Let $G$ be a $p$-group and let $H < G$. Show that $H < N_G(H)$.
If $H \trianglelefteq G$, then it should be clear that $H<N_G(H)$. So we suppose, $H$ isn't normal. So we let $H$ act on the set
$$S = \{gHg^{-1}: g \in G, gHg^{-1} \neq H\}$$
via conjugation. If I can show that $p$ doesn't divide $|S|$, then I can use the fixed point theorem to complete the problem. Any advice on how to show that $p$ doesn't divide $|S|$?
The result is only true if $G$ is finite, which you are assuming but never state explicitly. As Derek Holt points out in comment, that is bad practice: if you are considering only finite groups, you should say so (or, in this site, at least tag it as
[finite-groups]).You state that you only need to show that the cardinality of $S$ is not a multiple of $p$ when $H$ is not a normal subgroup of $G$, so that is what the argument below will show.
Since you talk about the fixed point theorem, presumably you know about group actions. Let $G$ act on its subgroups by conjugation. Let $H$ be a proper subgroup of $G$.

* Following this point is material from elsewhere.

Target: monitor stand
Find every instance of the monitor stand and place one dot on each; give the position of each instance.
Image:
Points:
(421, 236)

Let $T=\{gHg^{-1}\mid g\in G\}$ be the set of all conjugates of $H$. Your set $S$ is just $T\setminus\{H\}$. The set $T$ is the orbit of $H$ under the action.
By the Orbit-Stabilizer Theorem, the cardinality of $T$ is equal to the index of the stabilizer of $H$ under the action. The stabilizer is $$N_G(H) = \{g\in G\mid gHg^{-1}=H\}.$$ Thus, the cardinality of $T$ is $[G:N_G(H)]$, and the cardinality of $S$ is $|T|-1 = [G:N_G(H)] - 1$.

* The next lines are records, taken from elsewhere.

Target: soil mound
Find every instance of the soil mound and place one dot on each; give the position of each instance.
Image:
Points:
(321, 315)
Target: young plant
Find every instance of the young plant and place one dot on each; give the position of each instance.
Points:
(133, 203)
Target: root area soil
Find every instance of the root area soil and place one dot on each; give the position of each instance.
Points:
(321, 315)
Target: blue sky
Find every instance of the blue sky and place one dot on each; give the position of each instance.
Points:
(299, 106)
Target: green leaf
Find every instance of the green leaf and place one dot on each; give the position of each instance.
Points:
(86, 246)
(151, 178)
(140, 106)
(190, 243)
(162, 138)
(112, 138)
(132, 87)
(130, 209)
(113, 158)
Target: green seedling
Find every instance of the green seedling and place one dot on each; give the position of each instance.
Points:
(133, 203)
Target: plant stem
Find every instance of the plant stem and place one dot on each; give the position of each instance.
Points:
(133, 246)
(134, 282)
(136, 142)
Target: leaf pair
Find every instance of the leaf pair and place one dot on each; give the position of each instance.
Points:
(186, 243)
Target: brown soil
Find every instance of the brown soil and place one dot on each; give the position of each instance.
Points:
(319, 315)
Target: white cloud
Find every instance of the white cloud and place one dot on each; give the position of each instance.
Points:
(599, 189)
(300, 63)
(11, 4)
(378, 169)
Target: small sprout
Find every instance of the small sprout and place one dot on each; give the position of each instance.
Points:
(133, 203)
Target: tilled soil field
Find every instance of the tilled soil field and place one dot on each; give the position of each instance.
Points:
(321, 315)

Because $G$ is a $p$-group, every subgroup has order a power of $p$ and index a power of $p$. So the cardinality of $T$ is a power of $p$. Say $p^i$.

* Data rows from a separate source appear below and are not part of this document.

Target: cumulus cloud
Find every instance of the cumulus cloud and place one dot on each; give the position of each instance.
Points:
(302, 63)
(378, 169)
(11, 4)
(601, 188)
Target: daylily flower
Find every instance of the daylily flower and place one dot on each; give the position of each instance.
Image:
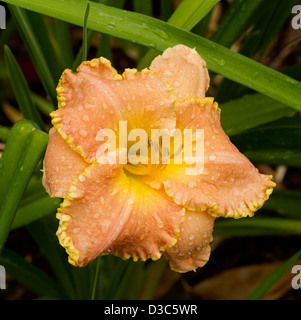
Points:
(143, 211)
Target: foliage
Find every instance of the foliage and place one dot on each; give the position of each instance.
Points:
(260, 111)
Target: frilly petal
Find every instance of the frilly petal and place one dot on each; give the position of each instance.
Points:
(230, 185)
(192, 249)
(107, 211)
(98, 98)
(61, 165)
(184, 70)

That means that the cardinality of $S$ is one less than a power of $p$. If $i\gt 0$, then $|T|\equiv 0\pmod{p}$, so $|S|\equiv -1\pmod{p}$, Since $-1$ is never a multiple of a prime, then it follows that $|S|$ is not a multiple of $p$ and we are done.
If $i=0$, so $|T|=1$, then that means that $gHg^{-1}=H$ for all $g\in G$, so $H\triangleleft G$. Since we are assuming that $H$ is a proper subgroup of $G$, then this gives $H\subsetneq N_G(H)=G$, and we are done without having to worry about $S$ at all.